国民の意思が予算に反映されるようになる
この改革が目指すものは、突き詰めれば「財政の民主化」である。
選挙で示された国民の意思が、補正という一部的な経路ではなく、当初予算に直接反映されるようになる。国民は政治家や政党を選ぶことで、その理念が実行されうる。
また、その予算の結果を検証することで、次にやるべきことがわかり、次の政治家を選べる。
政権交代はそのようなプロセスでおこなわれるべきだが、現在の官僚主導では「その差はわずか」であり、目玉政策の違いくらいでしか選べず、結局、官僚との協業が得意な自民党中心の政権が長く続くことになってしまう。
この「財政革命」は、成功すれば日本政治を根底から変えうるものである。
ただし、失敗すれば、官僚、メディア、既存政治勢力から激しい反発を受けるだろう。だからこそ、これは小手先の制度改正ではない。高市総理が政治生命を賭ける理由は、ここにある。

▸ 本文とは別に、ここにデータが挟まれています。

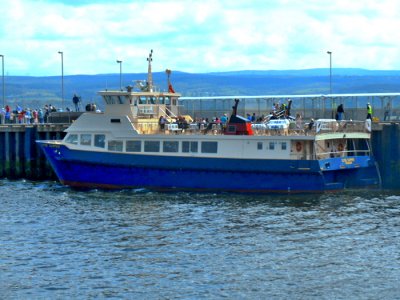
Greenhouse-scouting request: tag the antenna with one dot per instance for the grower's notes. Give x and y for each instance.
(149, 74)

選挙になれば、多くの有権者は各党が発表する派手な減税やバラマキに飛びつくだろう。だが、いま本当にやるべきは、予算を政治主導にして、国民の真の意味での選択肢を手に入れることではないだろうか。
難事業だからこそ、政治生命を賭けた
予算編成の仕組みを変えることこそが、選挙が本当に意味を持つ政治への転換である。
高市首相が解散総選挙をやる真の狙いは、まさにここにある。安倍晋三という巨大な政治家を「通過」し、自らの手で政策を積み上げてきた高市首相だからこそ、この誰も挑まなかった「財政革命」に踏み込もうとしている。
日本の戦後政治において、「財政改革」や「行政改革」を掲げた首相は少なくないが、予算編成の仕組みそのものに正面から挑んだ首相は、事実上、存在しなかった。
その評価されざる難事業に立ち向かう高市首相が、今回の総選挙を「政治生命を賭けた戦い」と位置づけたのは、当然だと言える。
高市首相の覚悟を評価して受け入れるかどうかこそが、この総選挙の最大の争点だと思う。